The details may differ depending on whether one is doing product photography versus a fine-art capture of a beautiful sunset but the principles never do.
So, unlike Gary's silly demonstration of changing his monitor's colourspace on the fly to "prove" that AdobeRGB cannot represent colours accurately, it is, in fact still possible to very adequately edit and softproof an image in Lightroom using ProPhotoRGB as the working colourspace using a monitor whose gamut is similar to sRGB where the output gamut is determined by some printer/paper ICC profile.
Does a larger gamut monitor help?
Yes, it does but the bottom line is that the gamut of my printer exceeds even what my wide-gamut monitor can display (something approaching the gamut of AdobeRGB).
Yet I get excellent results.
However the logical conclusion, that is if you believe Gary Fong, is that what I do is complete bullshyte (apologies to Schewe).

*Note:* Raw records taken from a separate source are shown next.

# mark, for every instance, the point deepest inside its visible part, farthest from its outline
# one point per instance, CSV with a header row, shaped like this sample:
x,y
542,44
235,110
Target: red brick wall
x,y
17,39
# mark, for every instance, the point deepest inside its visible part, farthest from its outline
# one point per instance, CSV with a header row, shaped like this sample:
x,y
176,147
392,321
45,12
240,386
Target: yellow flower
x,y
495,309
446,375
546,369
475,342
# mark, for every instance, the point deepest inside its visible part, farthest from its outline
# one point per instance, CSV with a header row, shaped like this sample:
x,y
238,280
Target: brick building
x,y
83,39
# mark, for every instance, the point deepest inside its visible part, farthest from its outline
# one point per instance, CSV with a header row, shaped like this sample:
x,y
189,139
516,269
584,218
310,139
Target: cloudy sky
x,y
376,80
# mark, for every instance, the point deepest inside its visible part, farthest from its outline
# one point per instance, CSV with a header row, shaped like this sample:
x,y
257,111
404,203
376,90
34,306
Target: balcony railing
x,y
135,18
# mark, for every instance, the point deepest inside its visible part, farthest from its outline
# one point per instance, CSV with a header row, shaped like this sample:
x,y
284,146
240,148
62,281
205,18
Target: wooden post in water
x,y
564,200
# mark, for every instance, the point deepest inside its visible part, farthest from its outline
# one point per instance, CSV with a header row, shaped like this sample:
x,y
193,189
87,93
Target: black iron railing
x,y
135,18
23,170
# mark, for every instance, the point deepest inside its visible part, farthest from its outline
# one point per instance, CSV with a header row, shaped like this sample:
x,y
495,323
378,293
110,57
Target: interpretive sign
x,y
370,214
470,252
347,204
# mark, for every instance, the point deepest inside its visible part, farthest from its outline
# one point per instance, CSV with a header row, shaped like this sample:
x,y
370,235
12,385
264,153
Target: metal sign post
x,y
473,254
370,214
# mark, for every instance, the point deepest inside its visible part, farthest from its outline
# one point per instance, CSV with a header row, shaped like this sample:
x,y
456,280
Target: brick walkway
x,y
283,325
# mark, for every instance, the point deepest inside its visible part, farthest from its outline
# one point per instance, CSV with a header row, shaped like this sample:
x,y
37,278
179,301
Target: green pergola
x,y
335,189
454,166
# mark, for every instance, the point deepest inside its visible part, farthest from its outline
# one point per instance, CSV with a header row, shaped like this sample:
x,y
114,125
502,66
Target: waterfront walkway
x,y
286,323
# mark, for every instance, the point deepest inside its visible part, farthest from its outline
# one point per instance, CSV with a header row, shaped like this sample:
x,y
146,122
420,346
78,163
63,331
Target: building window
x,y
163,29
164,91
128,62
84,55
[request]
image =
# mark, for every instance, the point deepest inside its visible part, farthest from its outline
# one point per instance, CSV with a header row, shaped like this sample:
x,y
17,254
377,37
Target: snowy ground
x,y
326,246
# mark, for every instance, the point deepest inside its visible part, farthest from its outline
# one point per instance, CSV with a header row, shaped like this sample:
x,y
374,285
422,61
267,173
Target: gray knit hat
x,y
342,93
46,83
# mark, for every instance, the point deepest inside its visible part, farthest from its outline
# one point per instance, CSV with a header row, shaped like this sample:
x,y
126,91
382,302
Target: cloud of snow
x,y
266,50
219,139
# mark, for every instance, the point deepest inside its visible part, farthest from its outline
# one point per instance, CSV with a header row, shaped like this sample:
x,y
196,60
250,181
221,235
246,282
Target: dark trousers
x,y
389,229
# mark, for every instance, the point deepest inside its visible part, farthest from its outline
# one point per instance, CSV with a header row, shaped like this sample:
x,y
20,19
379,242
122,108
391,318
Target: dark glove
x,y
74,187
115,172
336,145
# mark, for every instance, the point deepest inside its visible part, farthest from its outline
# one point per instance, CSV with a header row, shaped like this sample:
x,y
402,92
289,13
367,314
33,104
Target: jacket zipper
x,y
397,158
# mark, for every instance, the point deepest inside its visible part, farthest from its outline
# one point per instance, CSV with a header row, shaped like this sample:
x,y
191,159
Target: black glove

Nonetheless, the reason that I get good results has absolutely nothing at all to do with the apparent ability of any bits of the hardware in that process from input to output to "handle" any particular colourspace, but rather everything to do with the rational application of colour management principles.
Is information lost along the way - You betcha! Plenty!
Colour management, however, allows me to make rational decisions every step of the way that allow a very close (obviously never identical) representation of what the camera was pointed at in the first place.
There is nothing new in what I have written - probably a large majority of people on this forum, particularly if they do their own printing, will recognise the outline there as very familiar.
Can a case be made for using sRGB from capture to output?
Absolutely.
Press photographers (are there any left these days?) will shoot JPEG's with sRGB tagged in-camera because they need their images posted on the news organisations website about five minutes after capture.
Does this make sense?
Definitely!
However, the reasons for doing this have absolutely nothing to do with the silly explanations of Gary Fong.
Also, as an aside, the suggestion has been made that it is OK for Gary Fong to promulgate his silly hypotheses because on some level he may have a point that a lot of people just want the simplest way to do something.
I want to take issue with that because no-one who is not interested in, or completely ignorant of, colour management will ever view that video clip because they will simply not look for it.
You just don't know what you don't know... (again, apologies to Schewe)
Instead those people are seeking that information specifically to get clarification on how to organise their workflow.
It is very easy, using sound colour management principles, to explain a rational workflow where one does use sRGB from capture to output. However it would be completely remiss not to mention the many and varied limitations of such an approach and also not to proffer other alternatives, explaining their various pro's and con's in turn.
I say again: Knowledge is power!
What Gary Fong has offered is not knowledge but complete FUD (again, apologies to Schewe!).